Cooper, who cofounded “Call Her Daddy” with Sofia Franklyn in 2018, is somewhat used to being a lightning rod for attention. She admits that first iteration of the podcast was “raunchy and wild,” featuring conversations about sex and relationships that “were challenging the patriarchal playbook.” (The name of the show itself is, according to the Wall Street Journal, a play on calling a male sex partner “daddy.”)

“The hate is always going to be there. I have a good dynamic with it now because it makes me money. A click is a click is a click, you know?”

Alexandra Cooper, creator of “Call Her Daddy”

Cooper and Franklyn hosted the show on Barstool Sports (a platform not exactly known for its feminism), and it quickly took off, growing from 12,000 downloads to two million in just two months. The duo’s partnership imploded during contract renegotiations with Barstool in 2020, and for the last year, Cooper has been its solo host while mostly declining to speak on or for Franklyn.
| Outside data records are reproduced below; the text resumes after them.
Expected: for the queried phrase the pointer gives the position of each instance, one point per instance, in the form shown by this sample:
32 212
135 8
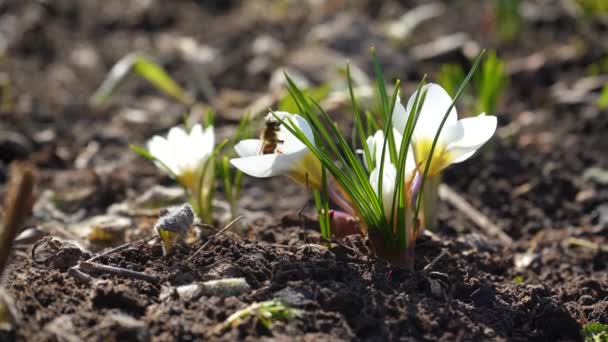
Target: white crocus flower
290 158
375 144
183 154
459 139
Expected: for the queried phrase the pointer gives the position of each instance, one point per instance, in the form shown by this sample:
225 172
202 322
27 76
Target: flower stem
430 199
337 196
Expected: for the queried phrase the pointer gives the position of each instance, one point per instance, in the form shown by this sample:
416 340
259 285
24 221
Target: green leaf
490 84
320 93
144 68
602 102
445 117
450 77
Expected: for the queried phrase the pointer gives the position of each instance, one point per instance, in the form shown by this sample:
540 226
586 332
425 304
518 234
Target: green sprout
593 7
602 102
450 77
508 18
378 184
147 70
490 84
595 332
266 312
488 87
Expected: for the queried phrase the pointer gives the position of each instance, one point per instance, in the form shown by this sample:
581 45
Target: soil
542 179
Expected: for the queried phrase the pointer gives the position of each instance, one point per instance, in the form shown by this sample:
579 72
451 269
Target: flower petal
476 132
400 115
248 147
268 165
436 103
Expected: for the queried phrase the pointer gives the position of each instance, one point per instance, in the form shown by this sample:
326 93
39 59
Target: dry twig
18 204
121 272
211 238
477 217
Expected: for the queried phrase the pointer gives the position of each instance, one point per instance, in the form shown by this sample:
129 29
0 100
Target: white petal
248 147
400 115
261 166
476 132
375 144
268 165
177 136
436 103
205 142
303 125
196 132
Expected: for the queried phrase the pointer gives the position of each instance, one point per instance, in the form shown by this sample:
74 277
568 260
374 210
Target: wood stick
121 272
476 216
213 237
18 204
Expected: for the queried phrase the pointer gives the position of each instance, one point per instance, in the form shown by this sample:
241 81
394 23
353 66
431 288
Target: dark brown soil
542 179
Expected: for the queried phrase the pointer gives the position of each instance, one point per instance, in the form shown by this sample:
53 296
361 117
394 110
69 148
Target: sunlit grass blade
445 117
144 68
358 122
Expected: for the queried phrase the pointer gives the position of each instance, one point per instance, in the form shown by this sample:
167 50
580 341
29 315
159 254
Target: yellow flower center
440 160
307 171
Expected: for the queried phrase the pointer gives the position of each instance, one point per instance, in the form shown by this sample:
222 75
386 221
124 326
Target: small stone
293 297
57 253
435 288
176 219
62 328
524 260
225 287
125 326
483 296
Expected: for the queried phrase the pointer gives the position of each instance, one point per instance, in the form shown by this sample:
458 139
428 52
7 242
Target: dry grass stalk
18 203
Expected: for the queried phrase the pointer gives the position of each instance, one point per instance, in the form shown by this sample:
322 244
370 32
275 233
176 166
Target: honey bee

In June, Spotify announced it would bring “Call Her Daddy” exclusively to its platform; the deal was worth a reported $60 million over three years.
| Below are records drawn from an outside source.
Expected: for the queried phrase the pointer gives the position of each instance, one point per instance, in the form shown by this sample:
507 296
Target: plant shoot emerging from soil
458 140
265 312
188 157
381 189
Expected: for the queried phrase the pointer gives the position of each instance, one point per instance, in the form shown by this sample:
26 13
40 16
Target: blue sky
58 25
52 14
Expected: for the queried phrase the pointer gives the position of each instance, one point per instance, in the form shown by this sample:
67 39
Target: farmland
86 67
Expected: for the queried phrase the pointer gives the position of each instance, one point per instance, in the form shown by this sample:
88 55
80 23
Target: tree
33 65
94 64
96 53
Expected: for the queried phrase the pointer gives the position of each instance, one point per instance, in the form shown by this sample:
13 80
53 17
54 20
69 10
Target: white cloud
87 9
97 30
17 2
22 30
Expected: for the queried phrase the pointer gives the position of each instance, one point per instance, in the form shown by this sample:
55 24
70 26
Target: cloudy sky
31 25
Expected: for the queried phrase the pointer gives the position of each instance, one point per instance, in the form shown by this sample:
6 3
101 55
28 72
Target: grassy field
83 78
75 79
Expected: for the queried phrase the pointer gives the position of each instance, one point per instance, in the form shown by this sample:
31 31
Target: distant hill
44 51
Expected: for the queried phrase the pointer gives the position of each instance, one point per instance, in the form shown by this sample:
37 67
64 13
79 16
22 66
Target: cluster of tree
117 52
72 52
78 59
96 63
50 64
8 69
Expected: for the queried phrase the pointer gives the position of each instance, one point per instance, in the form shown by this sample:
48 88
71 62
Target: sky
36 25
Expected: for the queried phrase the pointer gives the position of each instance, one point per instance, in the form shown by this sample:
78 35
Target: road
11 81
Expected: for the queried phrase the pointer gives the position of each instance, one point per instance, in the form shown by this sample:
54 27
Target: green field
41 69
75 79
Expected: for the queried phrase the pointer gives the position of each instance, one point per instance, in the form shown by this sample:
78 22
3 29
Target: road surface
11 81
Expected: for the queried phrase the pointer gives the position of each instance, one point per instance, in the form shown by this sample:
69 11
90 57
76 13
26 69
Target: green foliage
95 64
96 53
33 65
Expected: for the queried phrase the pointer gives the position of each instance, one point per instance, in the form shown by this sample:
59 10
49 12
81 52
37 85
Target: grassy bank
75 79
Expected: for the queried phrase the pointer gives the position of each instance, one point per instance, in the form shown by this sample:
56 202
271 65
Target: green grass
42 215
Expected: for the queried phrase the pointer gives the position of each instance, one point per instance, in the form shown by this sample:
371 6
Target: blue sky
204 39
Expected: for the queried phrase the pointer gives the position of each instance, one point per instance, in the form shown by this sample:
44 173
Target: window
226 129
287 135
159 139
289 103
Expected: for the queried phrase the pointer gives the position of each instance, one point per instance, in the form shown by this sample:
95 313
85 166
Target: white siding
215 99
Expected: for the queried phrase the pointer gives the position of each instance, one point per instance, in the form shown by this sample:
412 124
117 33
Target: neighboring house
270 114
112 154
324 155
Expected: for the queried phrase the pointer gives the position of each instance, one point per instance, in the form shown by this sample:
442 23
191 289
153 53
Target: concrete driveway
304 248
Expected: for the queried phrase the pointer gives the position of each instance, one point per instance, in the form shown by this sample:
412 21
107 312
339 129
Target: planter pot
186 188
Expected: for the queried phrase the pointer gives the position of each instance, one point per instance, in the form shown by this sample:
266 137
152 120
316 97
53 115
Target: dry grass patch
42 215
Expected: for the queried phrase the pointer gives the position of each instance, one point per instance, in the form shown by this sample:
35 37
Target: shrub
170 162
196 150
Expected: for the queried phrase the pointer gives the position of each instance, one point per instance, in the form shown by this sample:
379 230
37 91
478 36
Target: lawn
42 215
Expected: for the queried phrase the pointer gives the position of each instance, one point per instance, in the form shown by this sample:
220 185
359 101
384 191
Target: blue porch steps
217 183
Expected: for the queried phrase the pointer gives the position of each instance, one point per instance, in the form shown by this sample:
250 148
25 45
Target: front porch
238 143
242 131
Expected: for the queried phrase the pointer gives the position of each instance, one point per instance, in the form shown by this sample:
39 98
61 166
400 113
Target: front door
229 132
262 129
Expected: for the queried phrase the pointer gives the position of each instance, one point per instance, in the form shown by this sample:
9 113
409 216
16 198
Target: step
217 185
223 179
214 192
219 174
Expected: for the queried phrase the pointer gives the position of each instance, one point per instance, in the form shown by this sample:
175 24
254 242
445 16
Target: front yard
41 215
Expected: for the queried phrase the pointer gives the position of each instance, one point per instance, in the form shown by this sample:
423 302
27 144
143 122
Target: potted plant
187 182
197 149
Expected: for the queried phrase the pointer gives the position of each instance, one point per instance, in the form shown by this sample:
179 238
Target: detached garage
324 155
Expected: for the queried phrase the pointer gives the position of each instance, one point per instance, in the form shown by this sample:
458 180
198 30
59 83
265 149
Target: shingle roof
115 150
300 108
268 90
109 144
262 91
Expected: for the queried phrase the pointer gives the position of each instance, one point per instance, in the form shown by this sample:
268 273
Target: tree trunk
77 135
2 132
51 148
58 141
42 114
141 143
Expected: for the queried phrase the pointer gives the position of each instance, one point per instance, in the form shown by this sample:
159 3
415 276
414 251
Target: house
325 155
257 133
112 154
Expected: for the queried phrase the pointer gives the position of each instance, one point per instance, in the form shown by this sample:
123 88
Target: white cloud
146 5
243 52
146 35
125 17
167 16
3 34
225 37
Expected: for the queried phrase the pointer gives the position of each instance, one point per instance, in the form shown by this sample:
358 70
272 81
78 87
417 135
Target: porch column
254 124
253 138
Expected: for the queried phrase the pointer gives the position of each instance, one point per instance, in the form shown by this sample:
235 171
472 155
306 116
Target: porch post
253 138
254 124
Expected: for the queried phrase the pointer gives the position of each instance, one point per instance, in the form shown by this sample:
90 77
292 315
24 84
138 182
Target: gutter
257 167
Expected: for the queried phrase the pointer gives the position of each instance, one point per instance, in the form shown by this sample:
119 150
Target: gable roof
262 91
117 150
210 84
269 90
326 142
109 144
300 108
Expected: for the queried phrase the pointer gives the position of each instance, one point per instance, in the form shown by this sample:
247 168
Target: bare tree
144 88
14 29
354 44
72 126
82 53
“[Cooper’s audience is] devoted in a way that’s hard to find,” Dawn Ostroff, chief content officer at Spotify, told Time about the deal in July. “They feel personally connected to her and they feel personally connected to one another.”

Cooper clarified on Tuesday that for all the money Spotify is giving her for access to this audience—and she demurred when offered a chance to confirm the $60 million figure—she still owns all of her content. “I’m only licensing it to Spotify. So after three years, I can either re-license it or sell it,” she said.
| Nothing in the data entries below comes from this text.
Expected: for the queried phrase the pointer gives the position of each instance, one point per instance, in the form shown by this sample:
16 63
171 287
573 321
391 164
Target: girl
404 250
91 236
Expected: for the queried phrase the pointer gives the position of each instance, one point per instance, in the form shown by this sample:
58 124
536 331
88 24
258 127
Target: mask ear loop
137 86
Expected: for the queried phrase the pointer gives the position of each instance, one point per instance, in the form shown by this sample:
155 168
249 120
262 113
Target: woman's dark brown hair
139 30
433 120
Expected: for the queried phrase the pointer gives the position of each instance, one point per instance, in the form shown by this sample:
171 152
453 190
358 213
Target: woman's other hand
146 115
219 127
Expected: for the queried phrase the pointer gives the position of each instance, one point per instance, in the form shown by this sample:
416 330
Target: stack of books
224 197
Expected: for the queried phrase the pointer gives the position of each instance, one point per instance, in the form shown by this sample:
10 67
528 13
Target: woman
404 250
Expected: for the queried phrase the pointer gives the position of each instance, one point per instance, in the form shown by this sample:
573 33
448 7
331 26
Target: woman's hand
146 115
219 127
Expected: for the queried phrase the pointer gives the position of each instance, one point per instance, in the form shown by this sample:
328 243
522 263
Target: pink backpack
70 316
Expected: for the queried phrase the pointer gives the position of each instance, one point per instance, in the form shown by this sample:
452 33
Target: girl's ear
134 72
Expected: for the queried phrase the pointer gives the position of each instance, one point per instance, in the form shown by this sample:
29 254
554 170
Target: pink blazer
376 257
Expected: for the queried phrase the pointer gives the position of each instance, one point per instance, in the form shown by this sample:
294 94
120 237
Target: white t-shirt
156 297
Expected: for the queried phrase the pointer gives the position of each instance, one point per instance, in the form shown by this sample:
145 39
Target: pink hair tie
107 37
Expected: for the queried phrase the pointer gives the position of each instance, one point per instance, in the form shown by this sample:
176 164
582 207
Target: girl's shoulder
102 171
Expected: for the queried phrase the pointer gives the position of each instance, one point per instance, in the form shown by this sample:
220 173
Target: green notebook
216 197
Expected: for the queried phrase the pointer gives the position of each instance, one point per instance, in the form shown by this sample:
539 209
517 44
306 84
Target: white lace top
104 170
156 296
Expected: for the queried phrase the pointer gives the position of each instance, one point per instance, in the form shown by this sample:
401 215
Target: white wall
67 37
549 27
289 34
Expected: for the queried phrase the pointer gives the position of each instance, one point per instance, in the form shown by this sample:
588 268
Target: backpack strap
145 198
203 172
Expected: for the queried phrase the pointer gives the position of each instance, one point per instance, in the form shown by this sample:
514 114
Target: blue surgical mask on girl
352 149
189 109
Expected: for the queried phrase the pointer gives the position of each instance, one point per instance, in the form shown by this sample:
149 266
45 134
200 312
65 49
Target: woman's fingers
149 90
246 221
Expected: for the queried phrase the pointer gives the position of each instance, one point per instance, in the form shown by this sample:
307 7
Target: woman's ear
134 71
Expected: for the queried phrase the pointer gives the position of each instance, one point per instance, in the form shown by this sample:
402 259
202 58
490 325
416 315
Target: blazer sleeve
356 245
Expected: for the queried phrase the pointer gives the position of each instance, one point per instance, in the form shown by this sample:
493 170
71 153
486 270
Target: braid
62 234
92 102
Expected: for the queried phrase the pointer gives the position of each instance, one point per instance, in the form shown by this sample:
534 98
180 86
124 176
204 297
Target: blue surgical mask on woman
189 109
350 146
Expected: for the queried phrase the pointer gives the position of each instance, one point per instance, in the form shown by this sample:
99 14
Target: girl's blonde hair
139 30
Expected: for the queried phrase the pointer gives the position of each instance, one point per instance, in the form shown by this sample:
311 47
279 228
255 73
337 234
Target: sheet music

The ownership of the show’s intellectual property was at the heart of Cooper’s dispute with Franklyn, but Cooper stands by her decision to hold onto her IP. “I know the amount of time that I put into this brand—every single Instagram caption every single post, I still do to this day, I don’t have an intern that does it for me, the brand’s voice is so my own—and I knew that the minute that I would hand that over, it would lose the authenticity that once was the beginning of why everyone was so attracted to it,” Cooper told the Under 30 audience.

While the future evolution of “Call Her Daddy” is still up in the air, Cooper says she’s proud of how the show has already evolved. Dissecting the taboo is still at the heart of most episodes, but if the first iteration focused on the sexual taboo, the current iteration wants to put mental health issues in the forefront. And if the first iteration of the show was focused on salaciousness, the current iteration is focused on a word Cooper never thought she’d use: responsibility.

“I have millions of people each week listening to me, and genuinely being affected what comes out of my mouth. And so in the past, maybe where I was more flippant… [now it’s] understanding that’s going to affect a woman in her room, and she’s gonna feel like s—t about herself because I made a joke about XYZ,” Cooper said.

This isn’t to say that Cooper has completely changed her approach, or plans to, on account of an audience’s reaction.

“The hate is always going to be there,” she said. “I have a good dynamic with it now because it makes me money. A click is a click is a click, you know?”